然而,仅仅过了半个小时。
手机震动。
银行发来提示:您的账户收到转账1000000元。
紧接着,是林听发来的一条微信。
这是离婚后,她第一次主动联系他。
只有冷冰冰的一句话:
「陆参谋长的钱,太脏,我怕小北用了折寿。别再打扰我们。」
太脏。
这两个字,像两记重锤,把陆沧刚刚建立起来的一点点赎罪的心理防线,砸得粉碎。
他拿着手机,浑身颤抖。
她宁愿带着生病的孩子过苦日子,也不愿意要他的一分钱。
她是真的,彻底地,把他从生命里剔除出去了。
那种无力感,让他窒息。
他像头发疯的狮子一样冲进训练场。
“全体集合!负重五十公斤!越野二十公里!”
士兵们看着满眼红血丝、一脸戾气的参谋长,吓得大气不敢出。
陆沧背上背囊,第一个冲了出去。
他在跑道上狂奔,汗水混着泪水流下来。
他想把自己累死,想让身体的痛苦盖过心里的痛苦。
可是没用。
每跑一步,脑海里都是林听那句“太脏”。
二十公里跑完,他瘫倒在终点,看着灰蒙蒙的天空,突然呕出一口血来。
那是急火攻心,伤了根本。
但他却在笑。
笑自己活该。
14
陆沧病了。
高烧不退,胃出血。
但他拒绝住院,只是在家里挂着吊瓶,整个人瘦脱了相。
病中,他那种想要见林听和小北的念头,疯狂滋长。
他通过以前的老战友,打听到了林听在北京的住址和带小北做康复的医院。
他连夜买了站票,坐了十几个小时的火车赶到北京。
他不敢出现在她们面前,只敢像个小偷一样,躲在医院康复中心的玻璃窗外偷看。
康复室里,林听正跪在地上,耐心地引导小北做爬行训练。
小北虽然醒了,但智力退化到了两岁,行动也不协调。
“小北,爬过来,拿这个苹果。”林听手里拿着一个红苹果,笑得温柔而疲惫。
小北在地上艰难地蠕动,口水流了一地。
旁边有其他的家长在窃窃私语:“这孩子真可怜,这么大了还不会走。那个当妈的也不容易,听说是一个人带着孩子在北京漂,男人好像死了。”
“死了?”
“是啊,没见孩子爸爸来过。估计是那种抛妻弃子的渣男吧。”
玻璃窗外,陆沧死死捂住嘴,不让自己哭出声来。
男人死了。
渣男。
这就是他在别人口中的形象。
就在这时,小北突然发脾气了。
他抓不到苹果,就把头往地上撞,发出咚咚的响声。
“小北!别这样!”林听急忙抱住他,用手垫在他的额头下面。
小北一口咬在林听的手臂上,死死不松口。
林听疼得脸色煞白,冷汗直流,却一声不吭,只是温柔地拍着小北的背:“没事没事,妈妈在,小北不疼……”
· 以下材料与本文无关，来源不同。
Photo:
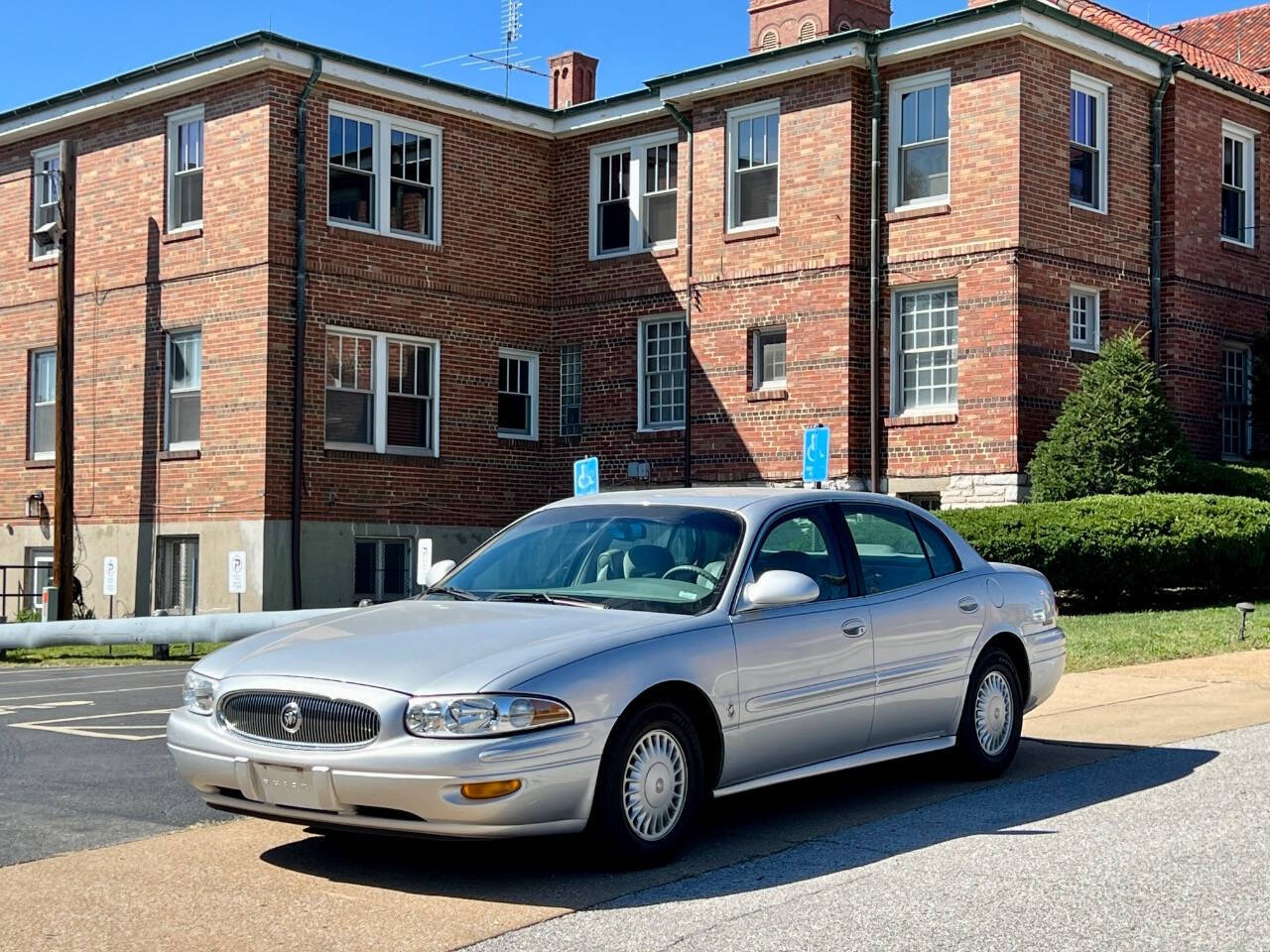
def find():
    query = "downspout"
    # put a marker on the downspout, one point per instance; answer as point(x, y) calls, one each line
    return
point(686, 125)
point(298, 435)
point(1157, 134)
point(874, 270)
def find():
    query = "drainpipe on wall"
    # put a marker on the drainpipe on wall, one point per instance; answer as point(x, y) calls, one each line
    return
point(686, 125)
point(1157, 107)
point(874, 270)
point(298, 435)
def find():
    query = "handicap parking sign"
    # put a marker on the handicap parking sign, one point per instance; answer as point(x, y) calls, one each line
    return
point(585, 476)
point(816, 454)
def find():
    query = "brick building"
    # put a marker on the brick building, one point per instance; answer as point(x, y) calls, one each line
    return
point(494, 289)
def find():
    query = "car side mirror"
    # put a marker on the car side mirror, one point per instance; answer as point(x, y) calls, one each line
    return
point(439, 571)
point(779, 589)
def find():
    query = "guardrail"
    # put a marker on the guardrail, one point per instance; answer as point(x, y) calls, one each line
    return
point(154, 630)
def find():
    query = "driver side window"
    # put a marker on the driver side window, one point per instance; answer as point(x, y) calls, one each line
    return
point(802, 542)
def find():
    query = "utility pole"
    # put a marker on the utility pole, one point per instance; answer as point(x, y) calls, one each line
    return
point(64, 435)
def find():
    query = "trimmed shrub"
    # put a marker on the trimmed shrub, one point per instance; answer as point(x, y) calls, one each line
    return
point(1129, 547)
point(1114, 434)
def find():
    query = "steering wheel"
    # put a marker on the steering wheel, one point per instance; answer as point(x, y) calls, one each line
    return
point(695, 570)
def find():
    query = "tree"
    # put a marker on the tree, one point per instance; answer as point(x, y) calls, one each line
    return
point(1115, 434)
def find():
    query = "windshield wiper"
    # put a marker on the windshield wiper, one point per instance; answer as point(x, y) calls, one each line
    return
point(547, 598)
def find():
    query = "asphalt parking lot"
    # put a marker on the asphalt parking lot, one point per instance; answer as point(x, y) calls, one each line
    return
point(82, 761)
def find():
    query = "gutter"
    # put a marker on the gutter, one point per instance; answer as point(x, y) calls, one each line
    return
point(874, 268)
point(686, 125)
point(298, 403)
point(1157, 105)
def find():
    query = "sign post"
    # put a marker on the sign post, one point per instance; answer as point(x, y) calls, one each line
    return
point(238, 575)
point(816, 454)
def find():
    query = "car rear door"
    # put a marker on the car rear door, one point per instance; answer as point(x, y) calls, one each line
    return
point(926, 617)
point(804, 671)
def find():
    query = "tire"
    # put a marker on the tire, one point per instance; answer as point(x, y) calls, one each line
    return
point(994, 697)
point(654, 746)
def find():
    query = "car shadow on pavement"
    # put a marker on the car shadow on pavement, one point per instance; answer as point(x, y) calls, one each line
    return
point(862, 816)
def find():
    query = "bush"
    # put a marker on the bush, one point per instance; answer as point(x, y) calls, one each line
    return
point(1129, 547)
point(1114, 434)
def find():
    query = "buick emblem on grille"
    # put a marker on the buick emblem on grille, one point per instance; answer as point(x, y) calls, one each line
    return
point(291, 717)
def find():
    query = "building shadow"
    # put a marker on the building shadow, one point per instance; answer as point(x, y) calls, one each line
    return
point(861, 816)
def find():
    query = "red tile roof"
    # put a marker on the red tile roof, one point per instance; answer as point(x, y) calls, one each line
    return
point(1242, 36)
point(1164, 41)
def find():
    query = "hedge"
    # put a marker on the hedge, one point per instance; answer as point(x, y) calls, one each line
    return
point(1129, 547)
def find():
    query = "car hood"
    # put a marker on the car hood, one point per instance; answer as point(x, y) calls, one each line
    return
point(434, 647)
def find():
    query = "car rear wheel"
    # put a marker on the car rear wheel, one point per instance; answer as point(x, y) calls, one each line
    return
point(992, 716)
point(649, 785)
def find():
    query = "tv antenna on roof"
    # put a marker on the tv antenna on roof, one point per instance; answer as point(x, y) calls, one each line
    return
point(508, 56)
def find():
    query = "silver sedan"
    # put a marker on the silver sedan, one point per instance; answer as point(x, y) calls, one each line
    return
point(612, 662)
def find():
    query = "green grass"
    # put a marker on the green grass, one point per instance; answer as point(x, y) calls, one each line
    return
point(1135, 638)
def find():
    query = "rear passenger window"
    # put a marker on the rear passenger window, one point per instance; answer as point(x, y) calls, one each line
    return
point(892, 556)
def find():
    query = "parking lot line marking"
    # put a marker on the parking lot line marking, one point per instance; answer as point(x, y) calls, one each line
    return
point(66, 725)
point(85, 693)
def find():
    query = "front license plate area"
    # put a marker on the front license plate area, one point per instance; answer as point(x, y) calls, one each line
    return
point(287, 785)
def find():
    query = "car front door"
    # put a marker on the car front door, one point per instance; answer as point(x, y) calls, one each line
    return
point(806, 671)
point(926, 616)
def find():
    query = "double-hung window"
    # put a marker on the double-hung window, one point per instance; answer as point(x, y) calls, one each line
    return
point(753, 163)
point(381, 393)
point(384, 175)
point(42, 389)
point(185, 389)
point(517, 394)
point(634, 194)
point(186, 169)
point(662, 373)
point(920, 140)
point(925, 335)
point(1087, 155)
point(1083, 318)
point(1237, 179)
point(45, 195)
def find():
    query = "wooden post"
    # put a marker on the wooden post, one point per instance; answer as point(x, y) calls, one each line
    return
point(64, 436)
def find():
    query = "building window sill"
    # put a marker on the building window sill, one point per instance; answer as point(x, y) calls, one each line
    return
point(924, 211)
point(917, 420)
point(752, 234)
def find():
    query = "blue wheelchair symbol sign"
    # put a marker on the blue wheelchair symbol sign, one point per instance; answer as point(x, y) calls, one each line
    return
point(816, 454)
point(585, 476)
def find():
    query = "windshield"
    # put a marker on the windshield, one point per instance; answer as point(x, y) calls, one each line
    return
point(644, 558)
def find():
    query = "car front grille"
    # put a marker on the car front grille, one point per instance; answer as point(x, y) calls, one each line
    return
point(322, 722)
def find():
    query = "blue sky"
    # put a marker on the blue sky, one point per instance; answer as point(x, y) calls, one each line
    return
point(634, 41)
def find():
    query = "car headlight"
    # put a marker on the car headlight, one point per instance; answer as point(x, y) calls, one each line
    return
point(481, 715)
point(198, 694)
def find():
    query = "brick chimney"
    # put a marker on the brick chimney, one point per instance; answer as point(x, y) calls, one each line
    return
point(776, 23)
point(572, 79)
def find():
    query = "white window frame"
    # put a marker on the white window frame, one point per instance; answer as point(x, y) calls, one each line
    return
point(897, 353)
point(635, 151)
point(531, 357)
point(32, 404)
point(168, 391)
point(735, 117)
point(380, 394)
point(643, 425)
point(175, 122)
point(1100, 91)
point(37, 158)
point(1093, 318)
point(1248, 137)
point(894, 130)
point(382, 125)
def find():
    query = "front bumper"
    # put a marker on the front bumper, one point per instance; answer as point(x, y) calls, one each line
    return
point(399, 782)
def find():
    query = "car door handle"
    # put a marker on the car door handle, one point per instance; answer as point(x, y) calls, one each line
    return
point(855, 629)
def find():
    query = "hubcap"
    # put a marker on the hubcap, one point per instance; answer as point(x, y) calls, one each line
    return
point(654, 784)
point(993, 714)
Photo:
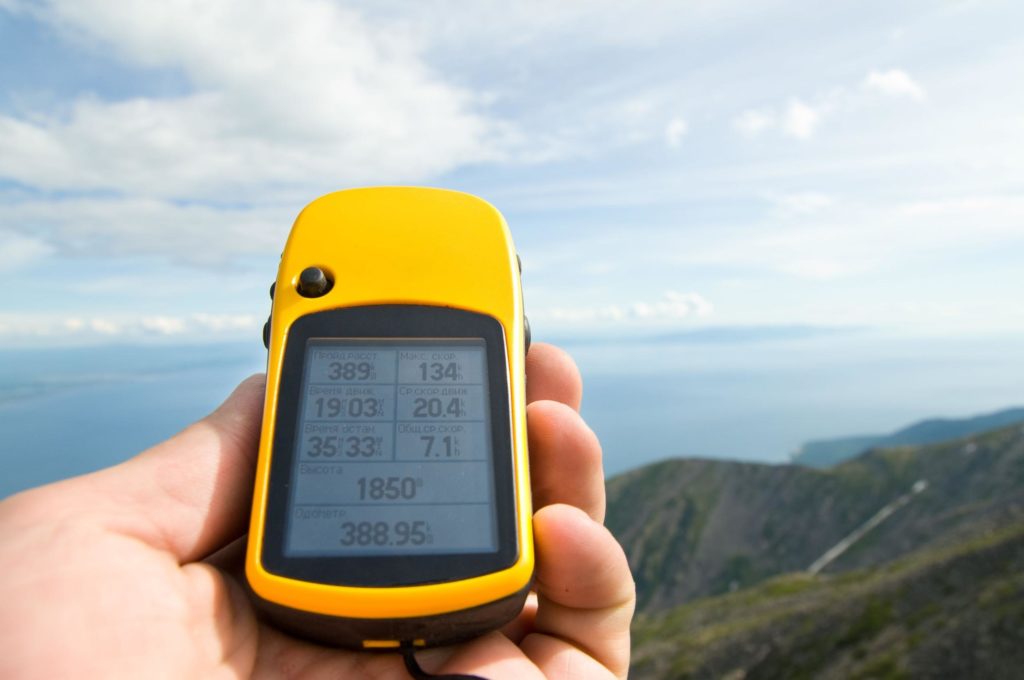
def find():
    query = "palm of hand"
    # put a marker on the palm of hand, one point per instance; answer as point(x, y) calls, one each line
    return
point(112, 574)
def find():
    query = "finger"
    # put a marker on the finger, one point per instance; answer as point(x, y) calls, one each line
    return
point(564, 459)
point(492, 656)
point(189, 495)
point(521, 626)
point(551, 374)
point(584, 585)
point(559, 660)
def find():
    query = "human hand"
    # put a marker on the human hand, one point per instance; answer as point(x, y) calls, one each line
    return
point(123, 572)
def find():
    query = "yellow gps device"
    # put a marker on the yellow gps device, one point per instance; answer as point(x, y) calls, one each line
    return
point(391, 505)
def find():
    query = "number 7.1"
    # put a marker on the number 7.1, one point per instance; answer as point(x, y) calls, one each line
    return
point(445, 440)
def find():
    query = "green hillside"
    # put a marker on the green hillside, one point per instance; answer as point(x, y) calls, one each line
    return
point(940, 612)
point(695, 527)
point(934, 590)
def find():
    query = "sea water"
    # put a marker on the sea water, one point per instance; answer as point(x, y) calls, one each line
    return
point(751, 396)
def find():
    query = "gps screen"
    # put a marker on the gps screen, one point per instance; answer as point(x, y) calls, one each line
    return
point(393, 452)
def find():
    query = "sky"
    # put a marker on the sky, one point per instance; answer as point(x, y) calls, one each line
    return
point(664, 166)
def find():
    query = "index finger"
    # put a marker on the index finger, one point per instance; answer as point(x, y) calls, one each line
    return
point(552, 375)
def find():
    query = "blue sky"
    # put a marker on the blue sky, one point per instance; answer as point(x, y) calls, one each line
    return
point(665, 166)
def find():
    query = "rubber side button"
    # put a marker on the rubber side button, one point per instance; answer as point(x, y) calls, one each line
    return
point(313, 283)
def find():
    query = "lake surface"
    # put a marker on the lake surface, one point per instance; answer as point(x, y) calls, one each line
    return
point(65, 412)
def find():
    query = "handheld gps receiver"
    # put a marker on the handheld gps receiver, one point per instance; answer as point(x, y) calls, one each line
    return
point(391, 504)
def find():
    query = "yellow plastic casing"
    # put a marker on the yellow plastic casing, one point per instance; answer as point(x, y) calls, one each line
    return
point(398, 246)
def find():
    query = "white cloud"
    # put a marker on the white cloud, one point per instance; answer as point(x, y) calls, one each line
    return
point(18, 251)
point(195, 234)
point(753, 123)
point(675, 131)
point(336, 101)
point(894, 82)
point(59, 329)
point(673, 306)
point(803, 203)
point(800, 120)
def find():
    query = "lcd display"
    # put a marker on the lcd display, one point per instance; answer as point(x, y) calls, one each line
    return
point(393, 450)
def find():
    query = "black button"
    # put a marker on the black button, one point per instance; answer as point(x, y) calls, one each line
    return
point(313, 283)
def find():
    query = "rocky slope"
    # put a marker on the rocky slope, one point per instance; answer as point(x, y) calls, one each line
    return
point(695, 527)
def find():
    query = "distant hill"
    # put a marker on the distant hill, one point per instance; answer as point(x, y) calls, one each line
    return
point(697, 527)
point(825, 453)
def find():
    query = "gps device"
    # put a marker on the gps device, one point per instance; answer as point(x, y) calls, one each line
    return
point(391, 505)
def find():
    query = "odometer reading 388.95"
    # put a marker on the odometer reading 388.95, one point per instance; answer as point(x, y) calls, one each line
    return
point(393, 450)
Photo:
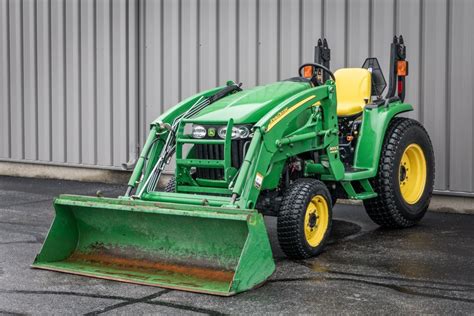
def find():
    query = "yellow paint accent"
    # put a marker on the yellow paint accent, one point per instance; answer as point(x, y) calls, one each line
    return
point(412, 173)
point(353, 89)
point(318, 206)
point(277, 118)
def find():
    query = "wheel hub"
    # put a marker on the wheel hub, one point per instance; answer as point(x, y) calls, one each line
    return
point(412, 173)
point(316, 220)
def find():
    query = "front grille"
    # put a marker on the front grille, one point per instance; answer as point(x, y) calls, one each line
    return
point(216, 152)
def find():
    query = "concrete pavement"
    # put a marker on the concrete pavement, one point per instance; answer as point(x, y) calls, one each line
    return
point(365, 269)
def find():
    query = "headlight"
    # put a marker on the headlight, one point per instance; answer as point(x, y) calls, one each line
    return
point(223, 131)
point(237, 132)
point(198, 131)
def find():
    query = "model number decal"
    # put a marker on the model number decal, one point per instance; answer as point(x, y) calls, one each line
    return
point(277, 118)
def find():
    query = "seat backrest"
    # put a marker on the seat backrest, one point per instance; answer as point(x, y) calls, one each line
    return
point(353, 88)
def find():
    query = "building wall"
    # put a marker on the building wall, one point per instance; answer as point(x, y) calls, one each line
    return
point(80, 80)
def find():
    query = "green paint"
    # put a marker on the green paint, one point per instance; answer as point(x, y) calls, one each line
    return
point(198, 238)
point(98, 237)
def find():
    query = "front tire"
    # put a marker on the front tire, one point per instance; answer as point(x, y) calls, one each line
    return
point(305, 219)
point(405, 178)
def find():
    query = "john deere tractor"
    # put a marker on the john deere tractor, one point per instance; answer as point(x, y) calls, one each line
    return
point(288, 149)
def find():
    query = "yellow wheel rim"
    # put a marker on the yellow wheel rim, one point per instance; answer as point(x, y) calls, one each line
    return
point(316, 220)
point(412, 174)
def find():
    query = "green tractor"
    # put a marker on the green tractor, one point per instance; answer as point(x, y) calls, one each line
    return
point(288, 149)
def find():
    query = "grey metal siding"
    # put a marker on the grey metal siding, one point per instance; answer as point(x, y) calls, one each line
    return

鲜血顺着她的手臂流下来,滴在白色的地砖上,触目惊心。
陆沧看着这一幕,心如刀绞。
他恨不得冲进去替她承受那一口,恨不得跪在她面前求她原谅。
但他不能。
他现在的出现,只会刺激林听,只会让小北想起那个“坏叔叔”。
他只能站在窗外,指甲深深掐进掌心,掐出血来。
等到训练结束,林听背着沉睡的小北走出来。
她瘦了很多,原本合身的衣服现在空荡荡地挂在身上。
她背着几十斤重的孩子,还要提着大包小包的康复器材,每一步都走得那么艰难。
陆沧躲在柱子后面,看着她们母子俩消失在寒风中。